69% des Français s'adonnent à la lecture
La polémique enfle autour du salon du livre -dont l'Etat d'Israël est l'invité d'honneur, à la grande indignation de nombreux pays arabes et musulmans- et menace de transformer cet événement littéraire en joute politique aux contours explosifs. Au même moment, une étude fait le point sur le rapport des Français à la lecture. Bilan: l'hexagone compte à peu de chose près autant de lecteurs que par le passé, mais ceux-ci lisent moins.
Si 42% des Français lisaient plus de 5 livres par an en 1983, ils ne sont plus que 34% aujourd'hui, selon une enquête TNS-Sofres publiée le 12 mars. Rien d'alarmant pourtant. A l'heure où Shimon Pérès, le président israélien, se prépare à inaugurer le salon, on apprend également que la proportion des Français lecteurs a plutôt augmenté, même si très légèrement, en 20 ans: ils étaient 66% en 1981 et sont 69% en 2008. On observe toutefois que 31% des personnes interrogées ne lisent pas.
Ainsi, les «petits lecteurs» (ceux qui ont lu entre un et cinq livres au cours des douze derniers mois) sont de plus en plus nombreux : ils sont passés de 24% de la population en 1981 à 35% aujourd’hui. Parallèlement, la proportion de Français «grands lecteurs» (ceux qui déclarent avoir lu plus de vingt livres) diminue régulièrement: ils étaient 14% en 1981 et ne sont plus que 9% aujourd’hui. Le nombre de «lecteurs moyens» (qui ont lu entre six et vingt livres au cours des douze derniers mois) est également en baisse: ils étaient 28% en 1981 contre 25% en 2008.
Influence du milieu et du niveau d'éducation
L'étude relève une distinction par sexe, niveau d'instruction et catégorie socio-professionnelle. Les non
lecteurs appartiennent souvent aux classes sociales modestes (48% des
ouvriers sont des non lecteurs, contre 31% en moyenne), n’ont aucun
diplôme (54% de non lecteurs) un diplôme inférieur
au baccalauréat (38% de non lecteurs) ou vivent en zone rurale. En outre,
les hommes lisent moins que les femmes.
Selon TNS-Sofres, les «grands lecteurs» (ceux qui déclarent avoir lu plus de vingt livres au cours de l’année passée) sont la plupart du temps diplômés de l’enseignement supérieur (17%), issus de milieux aisés (20%) ou sont cadres (17%).

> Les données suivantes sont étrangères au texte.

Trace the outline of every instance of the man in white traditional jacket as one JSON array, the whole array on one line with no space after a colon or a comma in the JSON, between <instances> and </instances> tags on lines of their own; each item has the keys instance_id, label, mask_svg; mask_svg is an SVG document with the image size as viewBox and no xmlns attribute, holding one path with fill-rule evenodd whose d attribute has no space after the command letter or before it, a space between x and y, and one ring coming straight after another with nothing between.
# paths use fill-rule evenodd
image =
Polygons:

On observe également que si les 50-64 ans lisent un peu plus que les autres, le temps disponible ne semble pas non plus corrélé à la fréquence de lecture: les retraités ne lisent pas plus que la moyenne des Français.

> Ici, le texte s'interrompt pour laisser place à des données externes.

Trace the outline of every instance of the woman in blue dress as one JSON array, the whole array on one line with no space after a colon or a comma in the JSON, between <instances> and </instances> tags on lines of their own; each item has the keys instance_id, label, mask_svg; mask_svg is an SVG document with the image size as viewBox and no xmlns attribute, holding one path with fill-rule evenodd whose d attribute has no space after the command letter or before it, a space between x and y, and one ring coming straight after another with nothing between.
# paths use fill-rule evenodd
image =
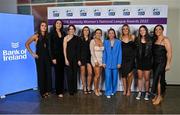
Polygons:
<instances>
[{"instance_id":1,"label":"woman in blue dress","mask_svg":"<svg viewBox=\"0 0 180 115\"><path fill-rule=\"evenodd\" d=\"M108 30L108 39L104 41L103 67L105 68L105 95L111 98L117 91L118 68L121 67L121 41L116 39L115 30Z\"/></svg>"}]
</instances>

Les internautes: de grands lecteurs
Contrairement à ce que l'on pourrait croire, les utilisateurs d'Internet ne lisent pas moins. Au contraire, car les internautes lisent davantage que les autres: 13 % des Français qui surfent sur le web tous les jours ou presque sont de «grands lecteurs» (contre 9 % en moyenne) alors que seulement 20 % d’entre eux sont non lecteurs (contre 31 % en moyenne). Parmi ceux qui n’utilisent pas l’outil Internet en revanche, 43 % sont non lecteurs.
Pour
comprendre ces résultats, il faut bien sûr avoir à
l’esprit que les utilisateurs réguliers d’Internet sont
des Français qui appartiennent plus souvent aux catégories
sociales aisées et diplômées, lesquels sont aussi
les plus grands lecteurs.
Fiche technique : Étude réalisée en face-à-face, pour le Groupe Casino et L'Hémicycle, les 6 et 7 mars 2008, auprès d'un échantillon national de 1000 personnes, représentatif de l'ensemble de la population française âgée de 18 ans et plus. Méthode des quotas (sexe, âge, profession du chef de ménage PCS) et stratification par région et catégorie d’agglomération.